January 31st, 2006
A nice fellow by the name of Charles Merrill is sending around a press release touting his gay rights civil disobedience action. Here’s the text of the email:
HENDERSONVILLE, N.C., Jan. 30, 2006 — Charles Merrill, a 71-year-old artist, and his partner Kevin Boyle, have announced they will not pay Federal or North Carolina Income Tax on over two million dollars worth of stock sales and income for 2004, because of unfair discrimination in the Federal and State Income Tax Codes.
Merrill said, “I have no intention of paying Federal and State Income taxes because my same sex partner and I cannot be legally married and receive the same tax benefits as other married couples.

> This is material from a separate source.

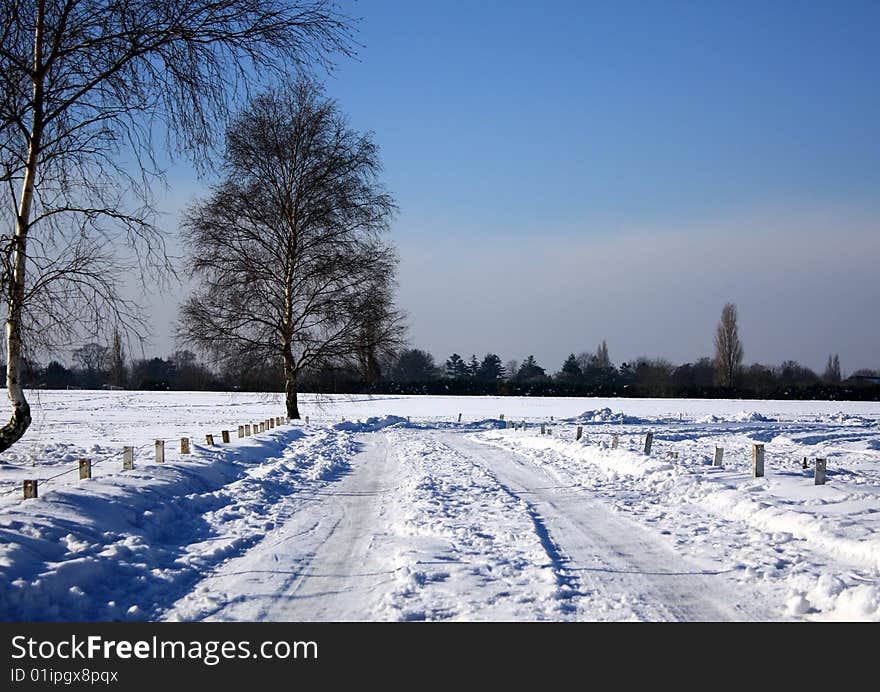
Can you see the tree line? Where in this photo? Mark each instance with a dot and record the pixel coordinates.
(415, 371)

“By not paying taxes, this is a deliberate act of civil disobedience towards a President that wants to make an amendment to the Constitution to only allow marriage between a man and woman, rather than two people who love each other, and that discriminate against us as full citizens of the United States.”
Charles Merrill and Kevin Boyle are founders of a group called Citizens Against Discrimination. In 1996 the organized and protested an anti-gay resolution in Rutherford County, NC, which caught the attention of national media.
I’ve never been much of a protestor, so I really don’t know from civil disobedience. But from my Quaker social studies classes, I had kind of gotten the impression that when you’re protesting by civil disobedience, you’re supposed to do something which costs you something; not something which makes you richer. And failing to pay taxes on $2 million of stock sales has got to add up to an extra–oh, I don’t know, let’s say $400,000, maybe more?–for Mssrs. Merrill and Boyle.
Maybe Ken Lay and Martha Stewart were just misunderstood protestors, too.